Just a friendly reminder to all in the Vancouver BC area that a night of plays in which I am preforming begins ... wait for it ... Tuesday night 8pm at Havana Theatre on Commercial Drive. That's 1212 Commercial Drive, for those with Google-mapping tendencies. Hit-up highhorsetheatre.com for tickets, $15 for civilians, $10 for students. Bring a friend or two or fifty-nine with you.
"Specter" by Don Nigro, "The Problem" by A.R. Gurney and "Fool For Love" by Sam Shepard are all part of this delicious three-course night of "... unrivaled entertainment" - The Will Street Journal, and " ... the kind of acting that makes you look at yourself in the mirror and say 'no matter what I do in life, it shall be a meaningless endeavor compared to the feat I've just witnessed.'" - The Vaughancouver Sun.
I had my first audition in a looong time last week, and it consisted of two lines, with is a 100% increase over the line I had in my previous audition which was ... six weeks ago. Memories not what it used to be.
This was one of those things where I was reading auditioners for the project, and the Executive Producer himself asked me(!) to audition for a certain role. With enthusiastic pluck, and vim, and vinegar and caffeine, I read those two lines ... well, like a nervous wreck.
The Exec was laughing at me even as I was walking in the room,
"Look at how nervous he is now that he has to be on camera!"
I don't usually think of myself as a nervous person, and in this case I didn't freeze, I just had a nervous twitch in my legs. I was able to relax more after a few takes, but man; I either need to take another acting class, or I just need to audition more.
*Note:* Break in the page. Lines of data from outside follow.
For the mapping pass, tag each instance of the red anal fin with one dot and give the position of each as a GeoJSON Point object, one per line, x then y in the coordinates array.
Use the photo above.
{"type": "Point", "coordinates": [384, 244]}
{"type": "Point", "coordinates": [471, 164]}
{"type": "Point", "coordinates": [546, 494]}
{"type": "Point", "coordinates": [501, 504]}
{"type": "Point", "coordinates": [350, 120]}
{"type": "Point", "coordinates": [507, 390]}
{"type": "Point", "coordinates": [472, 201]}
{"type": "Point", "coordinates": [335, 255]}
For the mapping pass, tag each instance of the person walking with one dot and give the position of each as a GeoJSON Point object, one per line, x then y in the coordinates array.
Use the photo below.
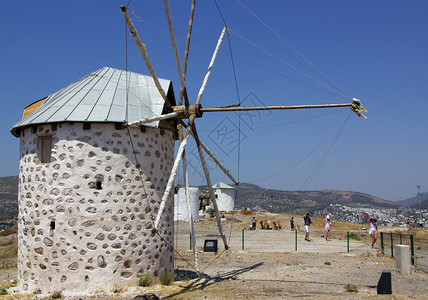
{"type": "Point", "coordinates": [327, 227]}
{"type": "Point", "coordinates": [308, 222]}
{"type": "Point", "coordinates": [373, 230]}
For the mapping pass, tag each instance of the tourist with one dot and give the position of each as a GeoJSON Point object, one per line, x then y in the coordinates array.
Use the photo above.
{"type": "Point", "coordinates": [269, 224]}
{"type": "Point", "coordinates": [308, 222]}
{"type": "Point", "coordinates": [373, 230]}
{"type": "Point", "coordinates": [327, 227]}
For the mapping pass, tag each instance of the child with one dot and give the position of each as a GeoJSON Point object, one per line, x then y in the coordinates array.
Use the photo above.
{"type": "Point", "coordinates": [373, 230]}
{"type": "Point", "coordinates": [327, 227]}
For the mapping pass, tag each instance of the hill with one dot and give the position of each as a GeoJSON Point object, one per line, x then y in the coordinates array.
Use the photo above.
{"type": "Point", "coordinates": [253, 196]}
{"type": "Point", "coordinates": [414, 200]}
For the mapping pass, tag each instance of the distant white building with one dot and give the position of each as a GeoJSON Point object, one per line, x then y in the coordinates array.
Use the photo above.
{"type": "Point", "coordinates": [225, 196]}
{"type": "Point", "coordinates": [180, 204]}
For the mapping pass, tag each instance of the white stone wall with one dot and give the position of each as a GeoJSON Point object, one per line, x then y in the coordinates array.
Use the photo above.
{"type": "Point", "coordinates": [102, 237]}
{"type": "Point", "coordinates": [225, 199]}
{"type": "Point", "coordinates": [180, 204]}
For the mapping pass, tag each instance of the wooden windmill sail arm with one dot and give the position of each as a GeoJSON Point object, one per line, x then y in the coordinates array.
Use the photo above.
{"type": "Point", "coordinates": [210, 67]}
{"type": "Point", "coordinates": [214, 158]}
{"type": "Point", "coordinates": [217, 109]}
{"type": "Point", "coordinates": [189, 211]}
{"type": "Point", "coordinates": [177, 57]}
{"type": "Point", "coordinates": [143, 52]}
{"type": "Point", "coordinates": [189, 33]}
{"type": "Point", "coordinates": [210, 188]}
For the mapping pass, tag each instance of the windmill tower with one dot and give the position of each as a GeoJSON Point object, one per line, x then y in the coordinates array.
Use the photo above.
{"type": "Point", "coordinates": [88, 187]}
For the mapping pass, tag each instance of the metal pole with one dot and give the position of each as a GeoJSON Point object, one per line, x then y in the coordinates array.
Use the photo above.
{"type": "Point", "coordinates": [348, 241]}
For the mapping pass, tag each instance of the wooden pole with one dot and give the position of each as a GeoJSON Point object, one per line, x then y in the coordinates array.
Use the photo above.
{"type": "Point", "coordinates": [210, 67]}
{"type": "Point", "coordinates": [143, 52]}
{"type": "Point", "coordinates": [210, 188]}
{"type": "Point", "coordinates": [172, 176]}
{"type": "Point", "coordinates": [153, 119]}
{"type": "Point", "coordinates": [218, 109]}
{"type": "Point", "coordinates": [214, 158]}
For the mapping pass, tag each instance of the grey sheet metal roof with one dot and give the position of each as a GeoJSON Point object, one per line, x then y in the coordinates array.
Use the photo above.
{"type": "Point", "coordinates": [102, 97]}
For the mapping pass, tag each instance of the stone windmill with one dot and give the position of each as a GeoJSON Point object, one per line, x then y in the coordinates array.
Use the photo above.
{"type": "Point", "coordinates": [97, 171]}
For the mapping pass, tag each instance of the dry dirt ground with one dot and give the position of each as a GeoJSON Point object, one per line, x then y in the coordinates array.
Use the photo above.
{"type": "Point", "coordinates": [269, 267]}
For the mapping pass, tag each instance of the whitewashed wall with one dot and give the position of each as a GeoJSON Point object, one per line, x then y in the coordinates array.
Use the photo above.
{"type": "Point", "coordinates": [225, 199]}
{"type": "Point", "coordinates": [102, 238]}
{"type": "Point", "coordinates": [180, 204]}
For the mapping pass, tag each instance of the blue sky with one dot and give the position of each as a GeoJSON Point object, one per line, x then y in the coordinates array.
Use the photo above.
{"type": "Point", "coordinates": [373, 50]}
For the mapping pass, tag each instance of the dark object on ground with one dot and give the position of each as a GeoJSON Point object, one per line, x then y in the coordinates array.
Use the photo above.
{"type": "Point", "coordinates": [384, 285]}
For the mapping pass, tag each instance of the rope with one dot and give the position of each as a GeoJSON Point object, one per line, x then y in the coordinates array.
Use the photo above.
{"type": "Point", "coordinates": [325, 78]}
{"type": "Point", "coordinates": [250, 62]}
{"type": "Point", "coordinates": [318, 167]}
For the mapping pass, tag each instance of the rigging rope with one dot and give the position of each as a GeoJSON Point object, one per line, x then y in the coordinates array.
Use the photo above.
{"type": "Point", "coordinates": [295, 50]}
{"type": "Point", "coordinates": [303, 160]}
{"type": "Point", "coordinates": [250, 62]}
{"type": "Point", "coordinates": [318, 167]}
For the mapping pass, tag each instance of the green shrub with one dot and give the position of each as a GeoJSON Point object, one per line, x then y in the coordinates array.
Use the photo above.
{"type": "Point", "coordinates": [145, 280]}
{"type": "Point", "coordinates": [351, 288]}
{"type": "Point", "coordinates": [167, 277]}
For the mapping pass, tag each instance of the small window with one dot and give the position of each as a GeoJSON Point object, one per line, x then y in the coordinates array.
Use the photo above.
{"type": "Point", "coordinates": [45, 149]}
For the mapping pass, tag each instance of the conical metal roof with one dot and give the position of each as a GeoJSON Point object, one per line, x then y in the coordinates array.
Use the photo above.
{"type": "Point", "coordinates": [106, 95]}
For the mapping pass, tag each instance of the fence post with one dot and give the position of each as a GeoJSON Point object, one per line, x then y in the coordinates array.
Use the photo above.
{"type": "Point", "coordinates": [348, 241]}
{"type": "Point", "coordinates": [295, 242]}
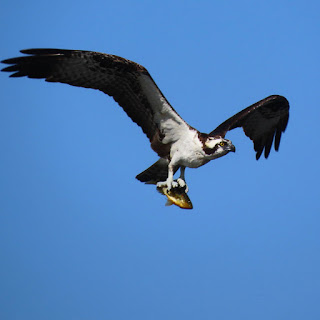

"2009 will be your year," says my agent at my agencies voice acting workshop this past weekend. This workshop was intended to give us a chance to go into the recording studio and work on mike technique, voice over auditions and stuff like that. I discovered I can't "read" young, because I resonate too low. It's cuz I'm so many and masculine. Well, no one actually said that to me, but I could tell that they were all thinkin' it. Hopefully I'll have some luck recording commercial voice-overs. The Agency Christmas party is tomorrow. Did somebody say open bar?
Well, 2009 isn't here yet, but if I could use "my year" anytime, it would be now. I know I'm on the cusp of something. A lot of changes have happened already. Hopefully I'll a semi-permanent address soon so I can get my life in order and concentrate on what I need to do to succeed. It's why I can come a across as nervous or too serious; I just want to well. I need to concentrate very hard to do what I need to do. And a lot of the times concentration is easier said tha- I'M HUNGRY.